# ENDED - OFFICIAL CONTEST: What's the BEST/WORST HERDING/LIVESTOCK KEEPING TIP You Have Received?



## Support

*WINNERS ANNOUNCED HERE*​
It's time for some reminiscing fellow BYH Members!

Remember the time when you were just starting your own flock/herd. You were so excited! You couldn't help but ask your family/friends for some tips on how to best take care of them, what's the best breed of goat or cow, etc. With good intentions, they give you all sorts of advise! Some of it good, while some were just downright absurd.

We know you've got lots of stories so let's all have some fun and make this an OFFICIAL BYH CONTEST!

Here's how to join:

·Open to all site members
·Members can submit as many entries as they wish
·Share the best / worst tip(s) that you have ever received and tell us the story of what happened when you followed that tip.

Submission Format:

BEST

(Example: Prepare a coop for the chickens, etc.)


WORST

(Example: Mix your newly bought chicken with your old ones.)
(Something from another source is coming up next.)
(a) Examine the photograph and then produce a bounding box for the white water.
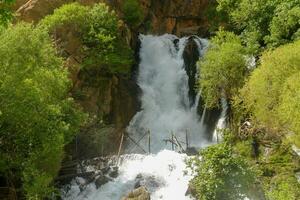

·Best and Worst tips must be separated in different posts.
·One tip per post only.
*Members can post as many entries as they want*


Two submissions (One for Best, One for Worst) with the most votes (likes) will be awarded a *FREE 6-Month BYH Golden Herd Membership*.

_About Golden Herd Benefits: GHM Title, Custom Titles, Access to private GHM Section, First Peek at new features, Create Polls, Additional Private Message Storage, Additional Image Storate_

We're looking forward to reading your stories! So what are you waiting for, share those tips now!

*And don't forget to cast your vote for your favorite submissions by clicking the "Like" in the bottom right of the posts with your favorite entries!*


----------



## Poka_Doodle

Okay, the best is: Let the chickens see each other without touching before letting them together.


----------



## Poka_Doodle

And the worst is: Study for Showmanship. (Showmanship definition: a test with your livestock on how you care for them and how much you know about them)


----------



## samssimonsays

The best is , "you know your animals best. Follow your gut on what you feel is right" It has never failed me


----------



## samssimonsays

The worst was, "When one humanizes their animals , that is the first step into financial and moral irresponsibility to our own human family."


----------



## Bunnylady

WORST

"You should turn all your rabbits loose, and let people pay you to come here and shoot them."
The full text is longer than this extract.